Ninguém jamais diria, e no entanto era tão óbvio: julgavam a casa deles perigosa. É certo que as assembleias estavam proibidas, vedados todos os encontros de índole subversiva, mas podia um simples jantar ser enquadrado dessa forma? A esse ponto a vida estava proscrita, a casa interrompida, cancelada a amizade? Sim, porque se era isso o que os outros sentiam, toda aquela gente próxima, aquela gente íntima, se de fato julgavam a casa deles território minado, como podiam se privar de dizer qualquer coisa, de alertá-los sobre o risco que corriam? Calar, nesse caso, calar e se abster, calar e sumir, calar nesse caso não seria trair? Sem acusar, sem dizer palavra, permaneciam os dois ali sentados, abnegando a fome, abjurando aliados, e nunca havia sido tão sensível sua vulnerabilidade, nunca as janelas tão francas, nunca as paredes tão frágeis.

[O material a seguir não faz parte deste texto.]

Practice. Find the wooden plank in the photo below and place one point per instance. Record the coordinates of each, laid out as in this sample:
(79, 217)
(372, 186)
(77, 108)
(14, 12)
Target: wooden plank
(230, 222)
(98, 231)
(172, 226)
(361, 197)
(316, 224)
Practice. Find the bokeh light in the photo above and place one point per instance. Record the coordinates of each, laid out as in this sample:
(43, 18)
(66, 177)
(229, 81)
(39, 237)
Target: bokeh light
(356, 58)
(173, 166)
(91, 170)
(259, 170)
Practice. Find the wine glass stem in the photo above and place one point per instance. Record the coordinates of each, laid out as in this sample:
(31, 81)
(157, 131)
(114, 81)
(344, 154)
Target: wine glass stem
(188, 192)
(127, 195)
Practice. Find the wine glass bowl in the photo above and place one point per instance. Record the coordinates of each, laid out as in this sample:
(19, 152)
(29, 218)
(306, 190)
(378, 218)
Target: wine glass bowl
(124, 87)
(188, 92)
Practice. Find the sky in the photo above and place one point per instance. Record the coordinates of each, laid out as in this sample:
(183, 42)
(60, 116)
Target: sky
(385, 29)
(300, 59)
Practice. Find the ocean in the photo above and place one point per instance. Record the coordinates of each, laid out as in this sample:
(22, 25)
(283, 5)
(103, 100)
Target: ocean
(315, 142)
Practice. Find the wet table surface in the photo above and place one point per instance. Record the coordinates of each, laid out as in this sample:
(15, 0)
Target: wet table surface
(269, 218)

Essa noite não ficou registrada, nenhum dos dois se ergueria para buscar a câmera, nenhum dos dois se empenharia em lembrá-la. Por alguma razão, porém, a cena chega a mim em sua imagem quase estática, um milissegundo apreendido em meio à infinidade, meus pais prostrados diante da mesa, seus ombros curvados, a comida fumegante ainda intocada. Sei que dramatizo quando assim os vejo, sei que dou ao caso um peso exagerado, um peso que os relatos deles jamais comportaram. Mas acho que dramatizo esse peso porque posso senti-lo, porque de alguma maneira o entendo, ou creio entendê-lo. Conheço a frustração de um jantar fracassado. Conheço, talvez, a inquietude que bate quando não se pode ocupar o próprio espaço. Conheço, ainda que indiretamente, a sensação de casa tomada.

O que não conheço, o que não posso entender, é a dor de outros jantares cancelados nessa mesma noite, a dor de outras privações, de outras abnegações, de outros insistentes interrogatórios. Outros braços pendendo ao lado dos corpos, seus dedos mais inertes do que os dedos dos meus pais, apontando um chão muito mais próximo. Não consigo conceber a supressão do ser explorada ao máximo, a destruição sistemática desse lapso que é o ser, sua conversão em utensílio torturado. Não consigo imaginar, e por isso minhas palavras se fazem mais abstratas, a indizível circunstância em que calar não é trair, em que calar é resistir, a prova mais extrema de compromisso e amizade. Calar para salvar o outro: calar e aniquilar-se. Talvez estivessem distraídos nessa noite, meus pais, mas a pergunta não lhes escapava. Colegas de todas as horas, companheiros de lutas diárias, por que desapareciam, por que calavam agora?